Source of article The Sound Jury Library.
By Thomas M. O’Toole, Ph.D.
We quickly learned that Richard was a horrible juror for us in the trucking accident case we were working on. We had decent evidence that the plaintiff had fallen asleep behind the wheel and veered into our truck, but Richard wasn’t having it. As soon as this issue came up in deliberations, he jumped in, stating, “I don’t care what he says. We have all been on the road with truck drivers and they routinely fly over into the other lane without any notice at all.” This quote was so powerful because what Richard was really saying was, I don’t care what the evidence in this case is because I’m going to go with my own personal experiences instead. Fortunately, this was only a mock trial, but it highlights an important reality about jury decision-making: it is an ego-centric process, and the research shows it is only getting worse with the emergence of the millennial juror.

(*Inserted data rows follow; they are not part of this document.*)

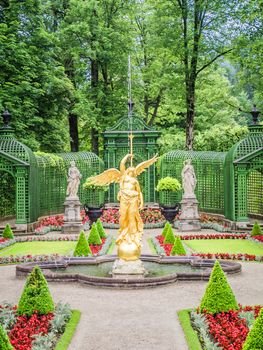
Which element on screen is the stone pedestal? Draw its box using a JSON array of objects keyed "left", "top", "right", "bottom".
[
  {"left": 178, "top": 195, "right": 201, "bottom": 232},
  {"left": 111, "top": 258, "right": 147, "bottom": 278},
  {"left": 62, "top": 196, "right": 83, "bottom": 234}
]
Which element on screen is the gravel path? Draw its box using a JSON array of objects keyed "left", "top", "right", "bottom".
[{"left": 0, "top": 262, "right": 262, "bottom": 349}]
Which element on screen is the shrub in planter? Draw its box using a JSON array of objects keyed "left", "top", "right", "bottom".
[
  {"left": 96, "top": 219, "right": 107, "bottom": 238},
  {"left": 171, "top": 236, "right": 186, "bottom": 255},
  {"left": 88, "top": 223, "right": 102, "bottom": 245},
  {"left": 251, "top": 221, "right": 262, "bottom": 236},
  {"left": 2, "top": 224, "right": 14, "bottom": 239},
  {"left": 156, "top": 177, "right": 181, "bottom": 207},
  {"left": 73, "top": 231, "right": 91, "bottom": 257},
  {"left": 242, "top": 307, "right": 263, "bottom": 350},
  {"left": 0, "top": 324, "right": 13, "bottom": 350},
  {"left": 200, "top": 260, "right": 238, "bottom": 314},
  {"left": 17, "top": 265, "right": 55, "bottom": 317},
  {"left": 164, "top": 225, "right": 175, "bottom": 244},
  {"left": 162, "top": 222, "right": 170, "bottom": 238},
  {"left": 156, "top": 177, "right": 181, "bottom": 192}
]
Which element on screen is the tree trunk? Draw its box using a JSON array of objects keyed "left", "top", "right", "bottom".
[
  {"left": 68, "top": 113, "right": 79, "bottom": 152},
  {"left": 91, "top": 128, "right": 99, "bottom": 155},
  {"left": 91, "top": 59, "right": 99, "bottom": 155}
]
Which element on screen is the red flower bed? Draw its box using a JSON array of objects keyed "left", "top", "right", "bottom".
[
  {"left": 36, "top": 210, "right": 89, "bottom": 231},
  {"left": 0, "top": 237, "right": 8, "bottom": 244},
  {"left": 156, "top": 235, "right": 173, "bottom": 256},
  {"left": 182, "top": 233, "right": 248, "bottom": 240},
  {"left": 9, "top": 312, "right": 54, "bottom": 350},
  {"left": 101, "top": 208, "right": 164, "bottom": 225},
  {"left": 90, "top": 238, "right": 106, "bottom": 255},
  {"left": 253, "top": 235, "right": 263, "bottom": 243},
  {"left": 203, "top": 306, "right": 262, "bottom": 350},
  {"left": 192, "top": 252, "right": 262, "bottom": 261}
]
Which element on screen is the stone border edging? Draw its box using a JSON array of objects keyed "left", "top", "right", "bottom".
[{"left": 16, "top": 255, "right": 241, "bottom": 289}]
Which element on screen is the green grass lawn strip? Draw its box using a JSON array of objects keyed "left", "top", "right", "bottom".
[
  {"left": 184, "top": 239, "right": 263, "bottom": 255},
  {"left": 54, "top": 310, "right": 81, "bottom": 350},
  {"left": 0, "top": 241, "right": 76, "bottom": 257},
  {"left": 106, "top": 239, "right": 115, "bottom": 254},
  {"left": 147, "top": 237, "right": 157, "bottom": 254},
  {"left": 177, "top": 309, "right": 202, "bottom": 350}
]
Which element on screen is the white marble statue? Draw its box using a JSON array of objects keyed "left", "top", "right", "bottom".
[
  {"left": 181, "top": 159, "right": 197, "bottom": 197},
  {"left": 66, "top": 161, "right": 82, "bottom": 198}
]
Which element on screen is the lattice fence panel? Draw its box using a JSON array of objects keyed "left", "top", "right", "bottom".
[
  {"left": 160, "top": 150, "right": 226, "bottom": 213},
  {"left": 247, "top": 170, "right": 263, "bottom": 217}
]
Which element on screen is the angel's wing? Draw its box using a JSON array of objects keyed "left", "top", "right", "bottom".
[
  {"left": 135, "top": 154, "right": 159, "bottom": 177},
  {"left": 89, "top": 168, "right": 121, "bottom": 186}
]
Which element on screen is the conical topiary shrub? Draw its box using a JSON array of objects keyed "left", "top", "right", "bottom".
[
  {"left": 96, "top": 219, "right": 107, "bottom": 238},
  {"left": 162, "top": 222, "right": 170, "bottom": 238},
  {"left": 171, "top": 236, "right": 186, "bottom": 255},
  {"left": 88, "top": 223, "right": 102, "bottom": 245},
  {"left": 0, "top": 324, "right": 13, "bottom": 350},
  {"left": 2, "top": 224, "right": 14, "bottom": 239},
  {"left": 164, "top": 225, "right": 175, "bottom": 244},
  {"left": 73, "top": 231, "right": 92, "bottom": 257},
  {"left": 242, "top": 307, "right": 263, "bottom": 350},
  {"left": 200, "top": 260, "right": 238, "bottom": 314},
  {"left": 251, "top": 221, "right": 262, "bottom": 236},
  {"left": 17, "top": 265, "right": 55, "bottom": 317}
]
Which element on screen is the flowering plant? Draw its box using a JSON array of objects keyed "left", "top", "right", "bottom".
[
  {"left": 35, "top": 211, "right": 89, "bottom": 235},
  {"left": 200, "top": 306, "right": 262, "bottom": 350},
  {"left": 0, "top": 302, "right": 73, "bottom": 350},
  {"left": 101, "top": 207, "right": 165, "bottom": 225}
]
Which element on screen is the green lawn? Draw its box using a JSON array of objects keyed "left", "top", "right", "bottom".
[
  {"left": 0, "top": 241, "right": 76, "bottom": 256},
  {"left": 184, "top": 239, "right": 263, "bottom": 255}
]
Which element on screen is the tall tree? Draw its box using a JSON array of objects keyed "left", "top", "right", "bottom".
[{"left": 0, "top": 0, "right": 72, "bottom": 151}]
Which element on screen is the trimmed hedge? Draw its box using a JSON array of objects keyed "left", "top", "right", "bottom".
[
  {"left": 162, "top": 222, "right": 170, "bottom": 238},
  {"left": 96, "top": 219, "right": 107, "bottom": 238},
  {"left": 242, "top": 307, "right": 263, "bottom": 350},
  {"left": 251, "top": 222, "right": 262, "bottom": 236},
  {"left": 171, "top": 236, "right": 186, "bottom": 255},
  {"left": 200, "top": 260, "right": 238, "bottom": 314},
  {"left": 164, "top": 225, "right": 175, "bottom": 244},
  {"left": 17, "top": 265, "right": 55, "bottom": 317},
  {"left": 0, "top": 324, "right": 13, "bottom": 350},
  {"left": 2, "top": 224, "right": 14, "bottom": 239},
  {"left": 73, "top": 231, "right": 91, "bottom": 257},
  {"left": 88, "top": 223, "right": 102, "bottom": 245}
]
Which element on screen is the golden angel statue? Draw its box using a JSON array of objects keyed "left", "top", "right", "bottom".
[{"left": 89, "top": 153, "right": 158, "bottom": 261}]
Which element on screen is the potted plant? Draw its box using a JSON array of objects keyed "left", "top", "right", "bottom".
[
  {"left": 156, "top": 177, "right": 181, "bottom": 223},
  {"left": 83, "top": 177, "right": 108, "bottom": 224}
]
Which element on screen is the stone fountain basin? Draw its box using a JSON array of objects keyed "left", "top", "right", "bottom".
[{"left": 16, "top": 255, "right": 241, "bottom": 289}]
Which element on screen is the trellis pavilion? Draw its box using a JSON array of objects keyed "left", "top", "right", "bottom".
[{"left": 0, "top": 109, "right": 262, "bottom": 231}]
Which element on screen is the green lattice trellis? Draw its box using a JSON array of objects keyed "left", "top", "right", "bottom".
[
  {"left": 160, "top": 150, "right": 226, "bottom": 213},
  {"left": 0, "top": 127, "right": 104, "bottom": 226},
  {"left": 224, "top": 124, "right": 263, "bottom": 221},
  {"left": 36, "top": 151, "right": 104, "bottom": 216},
  {"left": 103, "top": 115, "right": 160, "bottom": 203}
]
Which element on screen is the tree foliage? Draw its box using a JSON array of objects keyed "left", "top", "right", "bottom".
[{"left": 0, "top": 0, "right": 261, "bottom": 153}]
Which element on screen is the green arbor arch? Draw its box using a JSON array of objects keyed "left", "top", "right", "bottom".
[
  {"left": 0, "top": 128, "right": 38, "bottom": 228},
  {"left": 103, "top": 115, "right": 160, "bottom": 203},
  {"left": 160, "top": 124, "right": 263, "bottom": 223},
  {"left": 224, "top": 124, "right": 263, "bottom": 222},
  {"left": 0, "top": 125, "right": 104, "bottom": 229}
]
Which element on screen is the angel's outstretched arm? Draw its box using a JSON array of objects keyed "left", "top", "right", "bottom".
[{"left": 120, "top": 154, "right": 132, "bottom": 174}]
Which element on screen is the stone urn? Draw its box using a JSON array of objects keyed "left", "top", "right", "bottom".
[
  {"left": 84, "top": 205, "right": 104, "bottom": 224},
  {"left": 161, "top": 204, "right": 180, "bottom": 223}
]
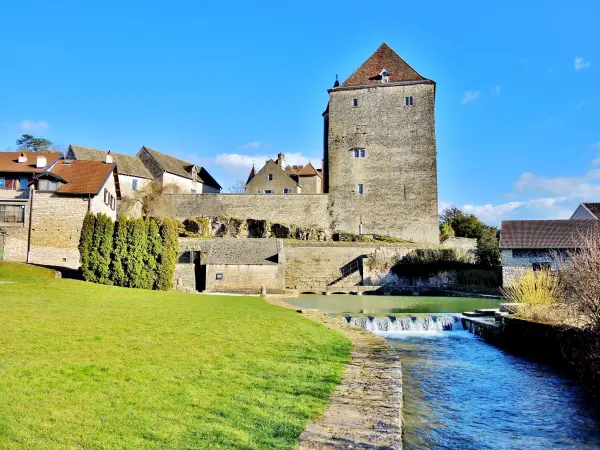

David Foster Wallace authored one of my favorite psychological insights of all time:
“Everything in my own immediate experience supports my deep belief that I am the absolute center of the universe; the realest, most vivid and important person in existence. We rarely think about this sort of natural, basic self-centeredness because it’s so socially repulsive. But it’s pretty much the same for all of us. It is our default setting, hard-wired into our boards at birth. Think about it: there is no experience you have had that you are not the absolute center of. The world as you experience it is there in front of YOU or behind YOU, to the left or right of YOU, on YOUR TV or YOUR monitor. And so on. Other people’s thoughts and feelings have to be communicated to you somehow, but your own are so immediate, urgent, real.”
I like this quote because it is not an indictment or criticism of humanity, but instead a useful recognition of the reality that we live in. The way we perceive and understand the world is inherently egocentric. Consequently, attorneys need to think about what their case theory means for jurors if they want to be persuasive and effective. Entire chapters of books could be written on this topic, but in this post, I want to focus on three ways in which attorneys should consider the egocentrism of jurors as they develop their case theories and trial presentations.
- Is the case theory consistent with the experiences and beliefs of your jury pool? Our personal experiences and beliefs are the most important filters for what we accept as true and reject as false. Numerous studies have found this, including the famous Emory study that found that our brains are programmed to reward us with a dopamine release when we find a way to take a conflicting situation and fit it to what we already believe about the world. Consequently, attorneys need to craft case theories that fit with the experiences and beliefs of the jury pool. If an attorney makes an argument that is consistent with the personal experiences or beliefs of the jurors, that argument will seem more true and real to those jurors.
- What can jurors feel good about finding in favor of your client? We make decisions that we can feel good about. This is a basic fact of decision-making. Research has shown over and over again that the more gratifying decision will always win out. It’s why it’s so easy to slip and eat the chocolate cake when we’re trying to lose weight. The immediate gratification puts up too much of a struggle. Similarly, attorneys need to identify the gratification that comes with jurors finding in favor of their client. What can the jurors feel good about? The answer should be clearly stated in a single statement. What is the psychologically-satisfying statement that jurors make when they find in favor of the client? If the attorney cannot state it in a single sentence, how can he or she expect the jurors to know what it is?
- What have you done to make it easy on your jurors? My second favorite psychological insight of all time comes from Nobel Prize-winning psychologist Daniel Kahneman. He says this: “when faced with a difficult question, we often answer an easier one instead, usually without noticing the substitution.”Humanity seems hardwired to take the easy path, so it’s important for attorneys to create an easy path for jurors. What’s the simple formula for resolving the case, and how can it be presented in the simplest fashion possible? About a year ago, I was enjoying a beer with a good friend who is a trial attorney. He was telling me about a difficult case he was working on, and why he thought they would win. It involved a long, drawn-out explanation. As a joke, I stopped, pulled out my phone, set the timer, and told him that, if he can’t explain to me why he should win in thirty seconds or less, he is probably going to lose. It was a fun game between two friends, but I’ve always thought I should incorporate this same activity into our strategy development sessions with clients. Attorneys should adopt a similar exercise as a litmus test for whether or not they have sufficiently simplified their case theory.
As I previously noted, I could write a few book chapters on this topic, but I’ve highlighted some fundamental issues to think about as attorneys move towards a better understand of jury economics.